Ce pacte s'accompagne de deux engagements chiffrés historiques: 750 milliards de dollars d'achats d'énergie américaine par l'Union européenne d'ici 2028, et 600 milliards de dollars d'investissements directs européens aux États-Unis.
Pour Washington, il s'agit de «rééquilibrer fondamentalement la relation économique entre les deux plus grandes économies du monde».
Comme le rappelle le think tank Atlantic Council, cet accord a permis d'éviter «une guerre commerciale autodestructrice dans la relation commerciale et d'investissement la plus profonde au monde».
Une stratégie pensée pour durer
Selon le Center for Strategic and International Studies (CSIS), cette approche tarifaire repose sur quatre piliers: des tarifs uniformes par partenaire, le maintien de tarifs élevés sur les secteurs stratégiques (acier, aluminium), des engagements d'achat au lieu d'une réciprocité tarifaire automatique, et surtout l'absence de représailles.
Le CSIS note que, si elle est bien calibrée, cette stratégie pourrait générer un gain de 2,2% du PIB américain grâce à l'amélioration des termes de l'échange, c'est-à-dire le rapport entre les prix des exportations et ceux des importations, souvent exprimé en pourcentage.
Si le ratio augmente, cela signifie que les États-Unis peuvent obtenir plus d’importations pour une même quantité d’exportations. S’il diminue, le pays doit exporter davantage pour payer ses importations.
Cet accord suit la logique des précédents accords conclus avec le Japon ou le Vietnam, en mettant l’accent sur les achats d’énergie et l’augmentation des investissements directs étrangers.
L'énergie américaine au cœur du pacte
Avec l'engagement européen de 750 milliards de dollars d'achats énergétiques – pétrole, gaz naturel, nucléaire –, les États-Unis renforcent leur position de superpuissance énergétique.
Les producteurs américains y voient une opportunité historique.
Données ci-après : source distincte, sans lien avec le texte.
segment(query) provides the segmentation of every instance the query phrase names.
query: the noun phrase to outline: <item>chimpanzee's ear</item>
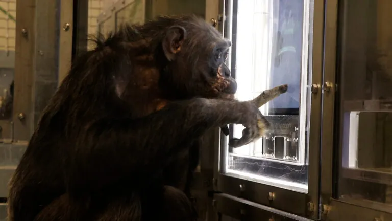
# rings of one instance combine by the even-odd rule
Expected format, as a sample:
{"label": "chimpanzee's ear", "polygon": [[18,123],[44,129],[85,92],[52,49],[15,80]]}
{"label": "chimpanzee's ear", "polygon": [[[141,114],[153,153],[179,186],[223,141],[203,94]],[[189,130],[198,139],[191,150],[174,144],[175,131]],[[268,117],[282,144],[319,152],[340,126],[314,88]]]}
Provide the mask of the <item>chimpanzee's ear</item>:
{"label": "chimpanzee's ear", "polygon": [[167,60],[172,61],[176,58],[176,54],[181,51],[181,46],[186,38],[186,31],[183,27],[174,26],[169,28],[162,42]]}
Quelques heures après l'annonce de l'accord, Venture Global, un exportateur américain de gaz naturel liquéfié (GNL) ayant conclu plusieurs contrats en Europe, a déclaré qu'il allait de l'avant avec un projet de 15 milliards de dollars visant à produire 28 millions de tonnes de GNL par an, soit près de la moitié de la demande actuelle de gaz en Allemagne.
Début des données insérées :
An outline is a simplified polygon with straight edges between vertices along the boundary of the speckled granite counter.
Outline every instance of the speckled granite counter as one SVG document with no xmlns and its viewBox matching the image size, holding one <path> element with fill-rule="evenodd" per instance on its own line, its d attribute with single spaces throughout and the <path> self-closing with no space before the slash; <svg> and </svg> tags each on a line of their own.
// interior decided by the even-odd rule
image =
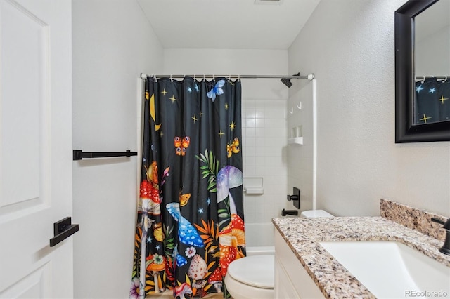
<svg viewBox="0 0 450 299">
<path fill-rule="evenodd" d="M 272 220 L 302 265 L 328 298 L 375 296 L 318 242 L 398 241 L 450 267 L 437 240 L 382 217 L 281 218 Z"/>
</svg>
L'American Petroleum Institute, puissant lobby énergétique, salue un accord qui «solidifie le rôle de l'Amérique comme fournisseur énergétique incontournable».
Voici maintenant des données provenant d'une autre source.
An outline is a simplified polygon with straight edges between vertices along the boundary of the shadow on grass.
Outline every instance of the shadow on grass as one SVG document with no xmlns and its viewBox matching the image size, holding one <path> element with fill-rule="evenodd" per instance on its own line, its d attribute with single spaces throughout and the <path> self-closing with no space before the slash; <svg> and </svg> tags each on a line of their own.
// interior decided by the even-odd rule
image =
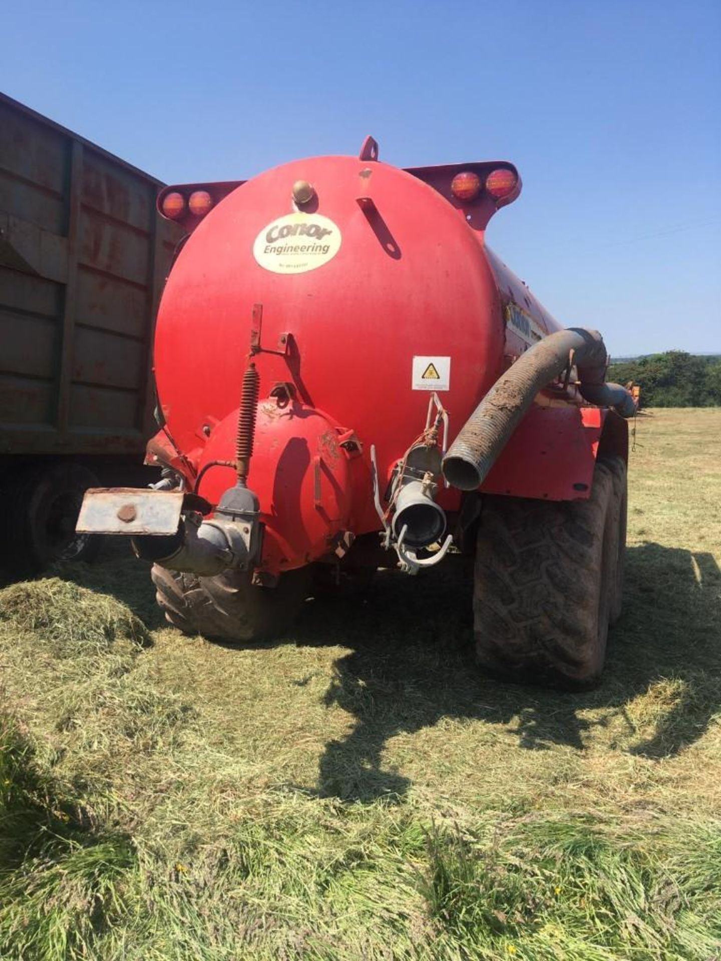
<svg viewBox="0 0 721 961">
<path fill-rule="evenodd" d="M 627 565 L 625 611 L 609 636 L 604 680 L 585 694 L 506 684 L 479 672 L 467 574 L 387 572 L 365 598 L 309 604 L 298 640 L 354 649 L 336 661 L 326 702 L 353 714 L 355 726 L 326 746 L 320 793 L 361 801 L 404 794 L 408 778 L 382 769 L 387 740 L 447 717 L 513 722 L 529 750 L 583 750 L 584 732 L 614 717 L 631 732 L 628 705 L 655 684 L 659 721 L 631 750 L 664 757 L 699 738 L 721 702 L 721 572 L 709 554 L 654 543 L 629 549 Z M 593 708 L 600 716 L 584 716 Z"/>
<path fill-rule="evenodd" d="M 163 626 L 147 565 L 116 545 L 106 553 L 109 563 L 58 573 L 113 594 L 148 628 Z M 710 554 L 655 543 L 628 550 L 624 614 L 609 633 L 602 684 L 585 694 L 484 676 L 472 656 L 471 594 L 470 571 L 457 559 L 418 578 L 380 572 L 364 595 L 305 605 L 292 630 L 297 644 L 352 649 L 336 662 L 325 700 L 352 714 L 355 725 L 326 745 L 321 795 L 403 795 L 409 779 L 382 768 L 386 742 L 443 718 L 512 725 L 520 746 L 533 751 L 584 750 L 586 734 L 620 718 L 623 741 L 633 743 L 626 750 L 660 758 L 701 737 L 721 706 L 721 572 Z M 632 716 L 643 695 L 648 723 Z"/>
</svg>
Mais l'Atlantic Council souligne un autre enjeu stratégique de cette manne énergétique: elle permettra à l'UE d'alimenter des infrastructures critiques comme les centres de données et les technologies d'intelligence artificielle, grâce à une énergie de base fiable.
Une protection ciblée et assumée
Les revenus douaniers issus de cet accord pourraient couvrir jusqu'à 1,1% du PIB américain, selon le CSIS, ce qui représente environ 5% du budget fédéral. Si ces recettes sont utilisées pour réduire l'impôt sur le revenu, les gains de productivité et d'emploi pourraient être substantiels.
Le maintien de droits de douane élevés – 50% sur l'acier, l'aluminium et le cuivre – vise à protéger des secteurs stratégiques, à soutenir la réindustrialisation et à renforcer la résilience des chaînes d'approvisionnement.
L'accord impose aussi des règles d'origine strictes afin de s'assurer que les avantages profitent uniquement aux entreprises américaines et européennes.
Une stabilité bienvenue
Pour Donald Trump, cet accord s'inscrit dans une doctrine cohérente de rééquilibrage commercial, amorcée avec le Royaume-Uni, le Japon, le Vietnam et l'Indonésie. La signature de l’accord a rassuré les milieux financiers, qui redoutaient une guerre commerciale majeure. D'ailleurs, le S&P 500 et le Nasdaq ont clôturé lundi en hausse.
Enfin, l’Atlantic Council note que cet accord dépasse la seule sphère commerciale. Il s'agit aussi d'un levier géopolitique, conçu pour maintenir l'implication stratégique de Donald Trump vis-à-vis de l'Europe.
En frappant fort sans déclencher la riposte, Donald Trump n’a pas seulement négocié un accord commercial, il a imposé un nouveau rapport de force mondial. Désormais, accéder au marché américain se paie et se négocie aux conditions de l'Amérique.
Loin d'un isolement économique, ce pacte incarne le retour d'une Amérique conquérante, respectée et centrale dans la définition des normes globales.